La structure massive, maintenant dans les ruines, se repose dans le splendour solitaire entouré en dérivant le sable. Aujourd'hui elle est située deux kilomètres de la mer, mais à l'origine l'océan est venu presque jusqu'à sa base. Jusqu'aux périodes assez récentes, en fait, le temple était assez proche du rivage à employer comme point de navigation par les marins européens, qui se sont référés à lui comme « pagoda noire ».
Construit par le Roi Narasimhadeva au treizième siècle, le temple entier a été conçu dans la forme d'un char colossal, portant le dieu du soleil, Surya, à travers les cieux. Surya a été une déité populaire en Inde depuis la période de Vedic et les passages suivants se produisent dans une prière à lui dans l'installation Veda, le plus tôt du texte religieux sacré :
« En haut ses faisceaux apportent maintenant le bon, qui connaît toutes les créatures qui naissent, qui tous peuvent considérer le soleil. Les sept juments de compartiment qui dessinent la voiture thy, nous apportent le thee, bon prévoyant, O Surya des cheveux brillants. Athwart dans l'obscurité regardant fixement vers le haut, à lui la lumière plus élevée, nous maintenant avons monté à Surya, le dieu parmi des dieux, la lumière la plus élevée. »

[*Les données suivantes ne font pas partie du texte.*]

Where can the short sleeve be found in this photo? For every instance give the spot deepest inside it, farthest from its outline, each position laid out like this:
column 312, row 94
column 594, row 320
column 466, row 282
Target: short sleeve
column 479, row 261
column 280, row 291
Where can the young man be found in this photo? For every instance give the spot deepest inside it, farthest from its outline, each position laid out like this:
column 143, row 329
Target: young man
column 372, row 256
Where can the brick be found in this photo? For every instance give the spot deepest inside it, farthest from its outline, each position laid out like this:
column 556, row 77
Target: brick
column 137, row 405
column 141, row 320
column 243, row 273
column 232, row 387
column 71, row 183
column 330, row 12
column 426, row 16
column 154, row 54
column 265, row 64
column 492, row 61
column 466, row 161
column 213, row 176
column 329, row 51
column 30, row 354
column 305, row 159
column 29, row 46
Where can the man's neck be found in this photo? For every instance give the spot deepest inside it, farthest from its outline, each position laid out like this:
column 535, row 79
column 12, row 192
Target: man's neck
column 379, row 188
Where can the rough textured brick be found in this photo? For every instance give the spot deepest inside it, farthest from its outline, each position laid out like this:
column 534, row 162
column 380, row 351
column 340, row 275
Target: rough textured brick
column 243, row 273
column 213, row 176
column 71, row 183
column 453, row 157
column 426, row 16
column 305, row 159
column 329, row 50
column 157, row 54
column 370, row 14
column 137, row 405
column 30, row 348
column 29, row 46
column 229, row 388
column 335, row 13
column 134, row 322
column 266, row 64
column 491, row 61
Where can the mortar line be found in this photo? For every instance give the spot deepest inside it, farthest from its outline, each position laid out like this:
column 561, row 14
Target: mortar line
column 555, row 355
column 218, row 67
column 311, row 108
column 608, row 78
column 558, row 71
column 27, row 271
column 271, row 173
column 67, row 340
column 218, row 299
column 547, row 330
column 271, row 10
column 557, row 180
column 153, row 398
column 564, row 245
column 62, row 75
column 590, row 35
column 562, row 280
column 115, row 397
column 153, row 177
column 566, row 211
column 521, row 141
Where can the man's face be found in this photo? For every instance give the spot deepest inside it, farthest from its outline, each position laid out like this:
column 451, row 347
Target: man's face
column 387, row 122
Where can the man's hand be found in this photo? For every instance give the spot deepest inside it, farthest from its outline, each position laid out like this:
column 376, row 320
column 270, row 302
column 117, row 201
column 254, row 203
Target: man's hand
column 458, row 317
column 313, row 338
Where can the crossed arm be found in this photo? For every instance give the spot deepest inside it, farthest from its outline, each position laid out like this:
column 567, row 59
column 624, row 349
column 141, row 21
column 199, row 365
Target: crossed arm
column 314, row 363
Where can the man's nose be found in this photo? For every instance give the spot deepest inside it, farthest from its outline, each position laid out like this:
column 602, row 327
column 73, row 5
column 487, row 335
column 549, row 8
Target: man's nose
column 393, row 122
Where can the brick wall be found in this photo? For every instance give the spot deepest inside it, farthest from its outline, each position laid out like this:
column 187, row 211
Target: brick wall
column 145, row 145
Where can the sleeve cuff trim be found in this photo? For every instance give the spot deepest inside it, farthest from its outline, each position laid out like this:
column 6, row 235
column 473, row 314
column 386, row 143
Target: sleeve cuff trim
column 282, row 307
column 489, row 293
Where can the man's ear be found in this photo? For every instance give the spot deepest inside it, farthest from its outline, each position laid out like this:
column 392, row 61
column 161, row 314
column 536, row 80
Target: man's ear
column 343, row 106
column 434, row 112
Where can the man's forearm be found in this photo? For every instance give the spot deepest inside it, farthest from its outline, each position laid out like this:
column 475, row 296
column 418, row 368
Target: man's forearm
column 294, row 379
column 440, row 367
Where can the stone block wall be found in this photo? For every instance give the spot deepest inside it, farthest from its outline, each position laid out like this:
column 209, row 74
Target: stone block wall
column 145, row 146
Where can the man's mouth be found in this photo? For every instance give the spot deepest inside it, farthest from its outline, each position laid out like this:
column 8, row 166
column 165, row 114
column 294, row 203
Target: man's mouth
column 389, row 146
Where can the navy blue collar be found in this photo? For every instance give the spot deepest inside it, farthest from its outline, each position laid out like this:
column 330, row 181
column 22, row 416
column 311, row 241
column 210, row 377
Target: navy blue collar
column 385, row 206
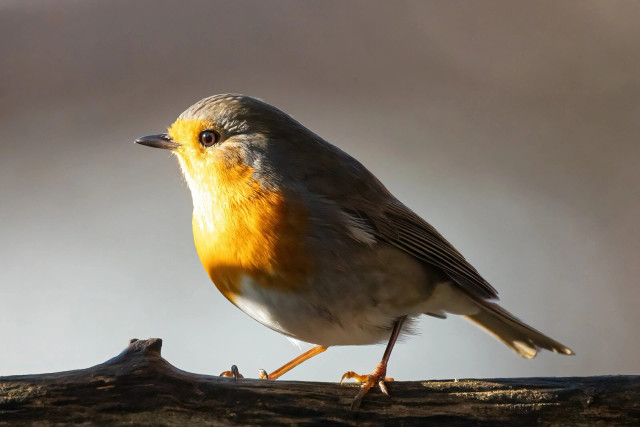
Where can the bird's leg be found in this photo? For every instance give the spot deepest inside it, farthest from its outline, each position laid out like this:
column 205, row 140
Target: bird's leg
column 378, row 374
column 233, row 372
column 293, row 363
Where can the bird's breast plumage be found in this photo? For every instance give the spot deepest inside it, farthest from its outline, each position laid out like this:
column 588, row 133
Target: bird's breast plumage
column 243, row 229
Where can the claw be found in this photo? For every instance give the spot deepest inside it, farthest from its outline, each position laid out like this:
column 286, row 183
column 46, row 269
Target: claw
column 233, row 372
column 262, row 374
column 368, row 381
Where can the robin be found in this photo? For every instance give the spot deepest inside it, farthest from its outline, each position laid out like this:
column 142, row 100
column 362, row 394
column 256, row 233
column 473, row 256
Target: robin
column 304, row 239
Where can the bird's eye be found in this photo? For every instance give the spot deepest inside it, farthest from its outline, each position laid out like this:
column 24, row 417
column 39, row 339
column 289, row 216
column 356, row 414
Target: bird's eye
column 209, row 137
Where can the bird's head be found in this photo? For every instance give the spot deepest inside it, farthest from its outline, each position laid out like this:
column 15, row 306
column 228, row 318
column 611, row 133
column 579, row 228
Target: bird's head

Ainsi l'image du dieu du soleil traversant les cieux dans son char divin, dessinée par sept chevaux, est antique. C'est une image, en fait, qui est venue en Inde avec les Aryens, et sa source babylonienne et iranienne originale est faite écho dans les initialisations qui des images de Surya, seules parmi les déité indiennes, toujours usage.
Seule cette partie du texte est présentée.